Options: Cable, satellite
Not all televisions would need the conversion boxes. DirecTV satellite customers already have a digital-to-analog converter included in their monthly service, said Richard Slenker, the company's vice president. Cable customers should see no disruption in service, cable companies say, if their technicians are permitted to use a method called down-conversion. In that process, the cable companies re-engineer their signals at the source, or "head-end," so that the conversion to analog happens along the cable wires and no conversion box is necessary.
"Give us the flexibility to down-convert," said Kyle McSlarrow, CEO of the National Cable & Telecommunications Association, and the transition will be "seamless." Patrick Knorr, vice chairman of the American Cable Association, which represents smaller companies, estimated that the upgrade would cost $4,500 per head-end for the company and nothing extra for the subscriber.
But broadcasters don't like the idea of down-conversion, because they fear cable companies will use it to reduce the quality of local broadcast channels or drop certain channels entirely. They want Congress to require that cable companies transmit all of their channels' streams, not simply the analog ones, which current law requires.

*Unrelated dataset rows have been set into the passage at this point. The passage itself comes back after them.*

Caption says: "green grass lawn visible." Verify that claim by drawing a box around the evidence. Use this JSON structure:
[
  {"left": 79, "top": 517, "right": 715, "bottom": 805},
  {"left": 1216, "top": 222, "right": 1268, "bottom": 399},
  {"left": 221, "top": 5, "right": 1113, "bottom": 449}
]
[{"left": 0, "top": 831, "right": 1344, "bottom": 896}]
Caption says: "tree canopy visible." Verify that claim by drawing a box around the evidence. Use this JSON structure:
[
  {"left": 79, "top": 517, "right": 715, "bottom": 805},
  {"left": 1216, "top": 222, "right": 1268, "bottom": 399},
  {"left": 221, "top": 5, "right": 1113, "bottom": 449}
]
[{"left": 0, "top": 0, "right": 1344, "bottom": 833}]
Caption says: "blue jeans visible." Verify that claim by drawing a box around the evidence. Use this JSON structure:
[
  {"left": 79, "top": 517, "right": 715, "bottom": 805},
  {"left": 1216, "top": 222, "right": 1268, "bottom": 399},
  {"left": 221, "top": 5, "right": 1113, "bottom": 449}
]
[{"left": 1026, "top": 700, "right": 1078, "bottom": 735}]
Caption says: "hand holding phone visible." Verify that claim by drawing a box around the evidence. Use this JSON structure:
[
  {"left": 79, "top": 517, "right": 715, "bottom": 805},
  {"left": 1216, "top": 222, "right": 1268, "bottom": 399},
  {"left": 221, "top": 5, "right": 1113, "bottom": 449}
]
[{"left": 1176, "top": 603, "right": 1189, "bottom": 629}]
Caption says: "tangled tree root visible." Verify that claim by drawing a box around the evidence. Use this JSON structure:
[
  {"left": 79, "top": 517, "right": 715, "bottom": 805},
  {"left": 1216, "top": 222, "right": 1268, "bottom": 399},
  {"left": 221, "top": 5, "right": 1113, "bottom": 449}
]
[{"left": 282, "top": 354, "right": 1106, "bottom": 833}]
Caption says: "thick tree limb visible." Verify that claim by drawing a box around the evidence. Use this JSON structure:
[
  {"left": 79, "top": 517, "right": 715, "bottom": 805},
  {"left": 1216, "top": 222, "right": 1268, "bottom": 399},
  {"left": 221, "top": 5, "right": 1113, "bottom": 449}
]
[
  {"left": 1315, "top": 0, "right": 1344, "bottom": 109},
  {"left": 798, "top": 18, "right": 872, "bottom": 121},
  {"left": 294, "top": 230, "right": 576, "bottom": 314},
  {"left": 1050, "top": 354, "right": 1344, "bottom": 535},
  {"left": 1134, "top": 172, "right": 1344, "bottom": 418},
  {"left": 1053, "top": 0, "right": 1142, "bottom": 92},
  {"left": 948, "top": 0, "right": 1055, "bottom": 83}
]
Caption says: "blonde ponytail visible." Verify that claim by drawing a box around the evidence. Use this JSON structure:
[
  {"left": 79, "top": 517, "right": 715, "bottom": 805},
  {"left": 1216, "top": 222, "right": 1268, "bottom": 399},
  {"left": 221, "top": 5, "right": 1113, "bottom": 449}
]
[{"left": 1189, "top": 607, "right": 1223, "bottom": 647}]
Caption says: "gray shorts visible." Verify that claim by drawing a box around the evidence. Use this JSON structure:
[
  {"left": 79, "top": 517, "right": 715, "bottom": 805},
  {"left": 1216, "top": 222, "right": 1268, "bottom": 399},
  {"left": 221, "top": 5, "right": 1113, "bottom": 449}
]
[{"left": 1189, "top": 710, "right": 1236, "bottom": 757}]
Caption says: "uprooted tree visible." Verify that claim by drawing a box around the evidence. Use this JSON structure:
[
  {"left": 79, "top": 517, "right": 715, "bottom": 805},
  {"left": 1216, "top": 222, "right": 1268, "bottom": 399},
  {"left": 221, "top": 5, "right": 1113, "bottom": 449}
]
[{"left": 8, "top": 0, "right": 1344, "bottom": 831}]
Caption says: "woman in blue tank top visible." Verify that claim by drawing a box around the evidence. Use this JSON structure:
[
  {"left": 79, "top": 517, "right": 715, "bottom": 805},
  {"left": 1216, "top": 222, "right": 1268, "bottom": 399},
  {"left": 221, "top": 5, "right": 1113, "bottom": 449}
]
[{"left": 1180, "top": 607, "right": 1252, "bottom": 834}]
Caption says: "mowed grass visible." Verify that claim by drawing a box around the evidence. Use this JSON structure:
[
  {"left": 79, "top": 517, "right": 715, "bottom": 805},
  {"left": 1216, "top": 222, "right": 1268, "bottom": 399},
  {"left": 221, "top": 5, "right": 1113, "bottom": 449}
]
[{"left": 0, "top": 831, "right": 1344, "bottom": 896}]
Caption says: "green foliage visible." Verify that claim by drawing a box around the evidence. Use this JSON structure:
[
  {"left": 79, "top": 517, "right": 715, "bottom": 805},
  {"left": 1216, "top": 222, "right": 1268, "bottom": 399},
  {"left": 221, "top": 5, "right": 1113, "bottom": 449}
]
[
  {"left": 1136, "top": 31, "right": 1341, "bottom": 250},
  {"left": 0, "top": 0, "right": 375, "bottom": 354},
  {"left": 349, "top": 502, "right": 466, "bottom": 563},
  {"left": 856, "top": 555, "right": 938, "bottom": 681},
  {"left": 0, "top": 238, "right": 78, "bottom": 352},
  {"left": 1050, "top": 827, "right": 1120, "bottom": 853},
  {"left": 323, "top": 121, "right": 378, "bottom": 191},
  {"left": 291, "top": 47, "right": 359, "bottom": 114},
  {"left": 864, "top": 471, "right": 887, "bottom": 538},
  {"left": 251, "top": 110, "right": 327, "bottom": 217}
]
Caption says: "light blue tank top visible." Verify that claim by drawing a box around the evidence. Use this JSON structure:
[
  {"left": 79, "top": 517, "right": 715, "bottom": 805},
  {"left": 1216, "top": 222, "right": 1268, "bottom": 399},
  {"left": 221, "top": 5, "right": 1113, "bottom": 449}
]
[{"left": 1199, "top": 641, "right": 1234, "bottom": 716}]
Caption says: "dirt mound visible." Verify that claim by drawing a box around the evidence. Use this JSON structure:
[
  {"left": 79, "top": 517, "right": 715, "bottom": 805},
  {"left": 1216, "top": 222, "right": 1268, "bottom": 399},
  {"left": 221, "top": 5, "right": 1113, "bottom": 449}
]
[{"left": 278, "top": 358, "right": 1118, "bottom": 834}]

"If these channels are not reaching cable and satellite subscribers, Telemundo and other Spanish language broadcasters will be unable to attract sufficient advertisers," testified Manuel Abud, vice president and general manager of KVEA-TV in Los Angeles, on behalf of the Spanish language network Telemundo.
Cable companies, in return, argue that meeting the broadcasters' demands would occupy space on their frequencies that could have been used to host other technologies such as high-speed links or voice over Internet protocol.
On the other side of the coin, panelists touted the benefits of freeing up the analog spectrum for emergency personnel and new broadband technology.
Harlin McEwen, chairman of the Association of Chiefs of Police's communications and technology committee, said access to the analog spectrum was critical to "relieve congestion" on the frequencies currently used by first responders.
Others looked forward to using the spectrum to provide wireless broadband, because signals on the 700 MHz frequency have the potential to travel farther and in a straighter line. "You can go out and build a rural broadband network at one-third the cost if you go into the TV band," Calabrese, of the New America Foundation, said.
Sen. Olympia Snowe, R-Maine, released a statement on Tuesday announcing that later this week, she will introduce a bill called the Low Power Digital Television Transition Assistance Act, which will focus on "giving translator and low power analog stations more time to transition, along with grants to ease the cost."
In the U.S. House of Representatives, Rep. Joe Barton, R-Texas, pledged in a statement to work with the Senate to approve legislation this year: "Establishing a firm deadline will help ensure that police and firefighters meet their critical communications needs, that consumers receive the benefits of next-generation wireless broadband services and that Congress further reduces the deficit."
No draft bill for the digital television transition has surfaced yet.